Monet era míope. Talvez a afirmação passe desapercebida por alguns, e talvez para outros cause um estrondo de admiração. Um artista do quilate do Monet, míope? Não sei… Talvez seja crueldade ou excesso de praticidade de minha parte, mas o fato me soa como: “Ah! então está explicado!”.

Seja arte genial ou mero fruto da deficiência do artista, o impressionismo faz parte de uma gama cada vez mais repletas de coisas que mexem com o imaginário das pessoas. Estimulam sensações que levam indivíduos a buscar significados subliminares (e não vou entrar no mérito da questão, se há ou não). O que me assusta não são possíveis viagens interpretativas em produções artísticas, afinal, o que é um quadro ou uma poesia se não a própria interpretação de quem vê? Assustador é o que gosto de chamar de “complexo winstoniano do Estado onipresente e das forças onipotentes”. É admirável a quantidade de pessoas e as diversas formas como elas crêem em teorias conspiratórias, tramas supra-hollywoodianas e coisas afins.

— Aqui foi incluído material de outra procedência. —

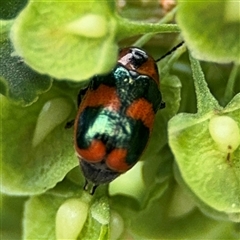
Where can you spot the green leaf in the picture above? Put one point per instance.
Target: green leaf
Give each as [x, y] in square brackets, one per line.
[36, 151]
[97, 225]
[211, 29]
[161, 221]
[68, 40]
[18, 82]
[212, 174]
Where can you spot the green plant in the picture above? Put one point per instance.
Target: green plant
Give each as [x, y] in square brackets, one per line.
[187, 185]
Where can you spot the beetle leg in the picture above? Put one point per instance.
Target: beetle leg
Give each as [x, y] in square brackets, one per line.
[81, 94]
[69, 124]
[162, 105]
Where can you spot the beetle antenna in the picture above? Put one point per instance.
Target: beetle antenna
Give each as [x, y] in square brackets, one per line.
[171, 51]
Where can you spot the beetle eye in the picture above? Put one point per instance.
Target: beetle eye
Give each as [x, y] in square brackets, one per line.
[138, 57]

Não culpo ninguém que tenha esses reflexos. É um ciclo inevitável. Nascemos, vivemos um mundo de fantasia enquanto crianças, até que amadurecemos e aprendemos, duramente, que “nada era como eu imaginava, nem as pessoas que eu tanto amava”1. Lembro-me, quando no cursinho pré-vestibular, da quantidade de realidades com as quais me deparei. E me assustei. Realmente, a maneira como tanta coisa é facilmente manipulada, adulterada e influenciada (culpa também da má-formação das pessoas). Ficamos impressionados, cismados, com medo de dar à mão, de falar com qualquer pessoa que seja, e até mesmo de sorrir! Sim, porque sabemos, ou imaginamos, que qualquer ato, qualquer gesto, vem carregado de malícia, de segundas intenções.

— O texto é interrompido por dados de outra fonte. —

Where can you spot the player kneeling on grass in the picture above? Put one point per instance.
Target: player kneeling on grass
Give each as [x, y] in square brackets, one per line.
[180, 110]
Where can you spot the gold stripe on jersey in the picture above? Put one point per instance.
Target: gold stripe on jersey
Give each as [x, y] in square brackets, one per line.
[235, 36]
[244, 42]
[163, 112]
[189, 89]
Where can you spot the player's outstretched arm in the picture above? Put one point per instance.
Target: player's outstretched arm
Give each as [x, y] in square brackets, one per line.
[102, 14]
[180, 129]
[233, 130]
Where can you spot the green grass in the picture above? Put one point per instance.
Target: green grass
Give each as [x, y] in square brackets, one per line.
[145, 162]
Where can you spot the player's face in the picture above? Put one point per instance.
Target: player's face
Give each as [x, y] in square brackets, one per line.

Não sei se por inocência ou comodismo, vejo esse complexo como um exagero exacerbado da capacidade do ser humano em semear o mal. Há sim pessoas maldosas e oportunistas, mas certamente há mais fantasia que isso. É, talvez seja inocência… Mas é tão mais sutil e menos paranóico ver a vida assim, com mais simplicidade. “Quanto mais simplicidade, melhor o nascer do dia”2. Na verdade, bom mesmo é aquela sutileza infantil. Ver a vida como uma fantasia, ou ao menos, sem ambições, malícias… Não há nada que pague, por exemplo, a sensação que sinto quando recebo um sorriso infantil. É… Inexplicável! Talvez porque eu saiba que aquele sorriso é gratuito. Não quer nada em troca. É apenas… Apenas um sorriso infantil.